An important method of dealing with anger is to realize that life is more than constantly expressing one’s dissatisfaction with disappointing situations. Your life should be the pursuit of happiness and peace. When you get upset, look for solace in the things that make you truly happy.

Look at yourself from the side

A helpful way to deal with your anger is to think about how you would deal with your reaction if you were someone else, putting yourself in the shoes of the people who see your outburst of anger. You may realize how inappropriate your reaction was and that you would like to resolve the situation in a more positive way.

Go in for sports or yoga

Physical exercise, such as running, tennis, or yoga, can help reduce the frequency and level of anger you experience in social and professional settings. Expending energy regularly in other ways can make you less prone to angry or emotional outbursts.

Improve communication channels

Sometimes anger can be the result of ongoing misunderstandings with other people. So if you work on improving your communication methods, you may find that your day-to-day interactions with others are less frustrating over time. And this, in turn, leads to fewer outbursts of anger.

Practice Meditation

It has long been known that meditation has a positive effect on the emotional side of our lives. Research shows that in addition to physical relaxation and a sense of calmness, mindfulness meditation increases gray matter density in areas of the brain associated with learning, memory, self-awareness, compassion, and introspection. And all these qualities together are extremely important in order to control your anger.

Use humor

If you find yourself in a situation that makes you angry or upset, try using humor to cheer yourself up. Funny or light-hearted jokes can reduce tension levels, as well as those around you, making it much less likely that you will reach a “boiling point” when you feel the need to get angry.

Ask for help

If simple anger coping mechanisms fail, you may not be able to solve your problem on your own. Many books and websites offer methods for managing anger, but you may find that you need more personal help from a psychologist. In this case, you need to seek help from a respected and competent specialist. While any psychologist will let you talk about your problems, it’s important to find one who has experience with anger management. It is important to understand that therapy with such a specialist is often an ongoing process that can take years and that your problem may never go away. However, you can learn how to manage it.

Expert opinion

Elena Berezhkova, psychologist:

“Sometimes writing can help you understand why a person is angry and how to deal with it. Try writing an imaginary letter to someone to find out what makes you angry, how you react to the situation, and how you want to deal with your feelings. Then reread your letter. This method will allow you to express your feelings, and reading your own letter will allow you to look at things from the outside. You may find that your feelings subside after writing, or writing will help you find a solution to a problem.

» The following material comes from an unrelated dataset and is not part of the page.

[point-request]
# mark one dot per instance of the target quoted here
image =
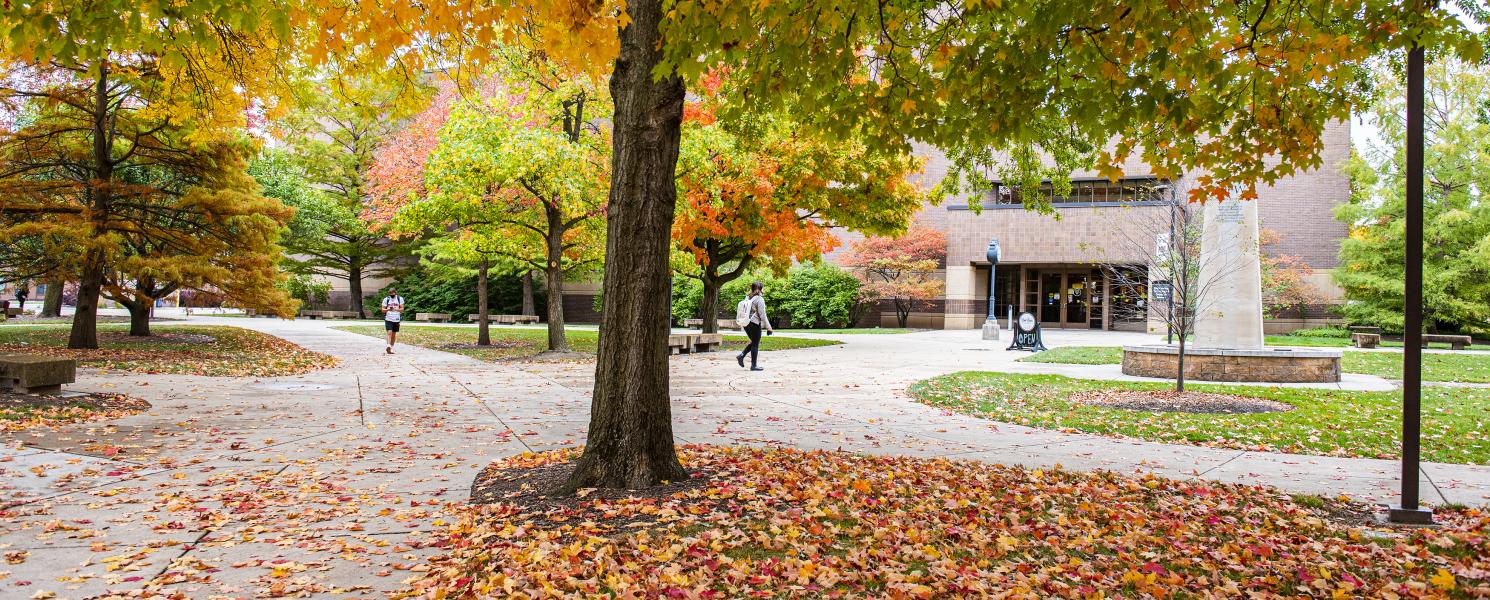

When you’re angry about something, it’s nearly impossible to resolve the situation in a productive way. If you feel like you’re losing your cool, just step back from the situation for a while. You will deal with it when you feel calmer.

Exercise is a great way to let off steam. You can walk around the block, go for a run, or do something very energetic. Talking to someone you trust, like yourself, will help take the weight of anger off your shoulders as well as your mind. This could be a partner, friend or family member.